As noted in April, StarHub is evolving from a traditional telecommunications provider to a dynamic digital ecosystem player, embracing cloud computing, cybersecurity, artificial intelligence, and IoT. For its FY23, StarHub achieved its DARE+ milestone of S$150 million in Net Profit Attributable to Shareholders, a target set at the end of FY21. In its 1QFY24 Business Update, StarHub highlighted its net profit had gained 8% from 1QFY23 to S$40 million, excluding the D’crypt business which was sold in February 2024. StarHub has also ranked among the 20 SGX-listed stocks that have booked the highest net institutional inflow in 1H24. As of 11 June, the stock maintained an ROE of 26%, P/E of 15x and dividend yield of 5.1%.
In its FY23 Annual Report, StarHub highlighted that it has also made tangible progress in its decarbonisation commitment.

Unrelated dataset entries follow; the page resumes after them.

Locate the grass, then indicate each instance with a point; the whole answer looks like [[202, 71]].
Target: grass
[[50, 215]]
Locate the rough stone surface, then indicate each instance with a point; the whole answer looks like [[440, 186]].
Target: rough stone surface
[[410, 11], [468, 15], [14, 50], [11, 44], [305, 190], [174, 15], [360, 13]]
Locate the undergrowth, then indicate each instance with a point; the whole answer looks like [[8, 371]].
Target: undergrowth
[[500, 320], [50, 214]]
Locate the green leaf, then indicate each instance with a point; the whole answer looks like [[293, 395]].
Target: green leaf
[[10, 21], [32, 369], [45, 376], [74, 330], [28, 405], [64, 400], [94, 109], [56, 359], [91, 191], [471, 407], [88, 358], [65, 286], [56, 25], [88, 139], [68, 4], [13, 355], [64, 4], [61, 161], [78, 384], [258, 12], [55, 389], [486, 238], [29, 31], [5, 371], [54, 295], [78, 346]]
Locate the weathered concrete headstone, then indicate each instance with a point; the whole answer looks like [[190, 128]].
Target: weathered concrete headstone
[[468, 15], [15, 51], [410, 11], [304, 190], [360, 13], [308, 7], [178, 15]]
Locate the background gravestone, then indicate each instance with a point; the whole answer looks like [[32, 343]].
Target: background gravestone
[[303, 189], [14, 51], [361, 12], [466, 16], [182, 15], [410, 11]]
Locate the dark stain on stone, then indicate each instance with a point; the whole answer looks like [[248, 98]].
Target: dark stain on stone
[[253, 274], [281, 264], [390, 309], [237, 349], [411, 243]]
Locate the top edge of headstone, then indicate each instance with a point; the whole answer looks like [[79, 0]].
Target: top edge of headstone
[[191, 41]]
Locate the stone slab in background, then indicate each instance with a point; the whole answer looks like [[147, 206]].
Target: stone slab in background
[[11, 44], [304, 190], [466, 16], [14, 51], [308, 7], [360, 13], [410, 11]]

The Group noted that its near- and long-term targets were validated and approved by the Science Based Targets initiative (SBTi) in November 2023. To achieve these new ambitious targets, StarHub also released its inaugural Climate Transition Plan, which lays out its initiatives ranging from energy optimisation, green products and services, climate resilience, and sustainable financing.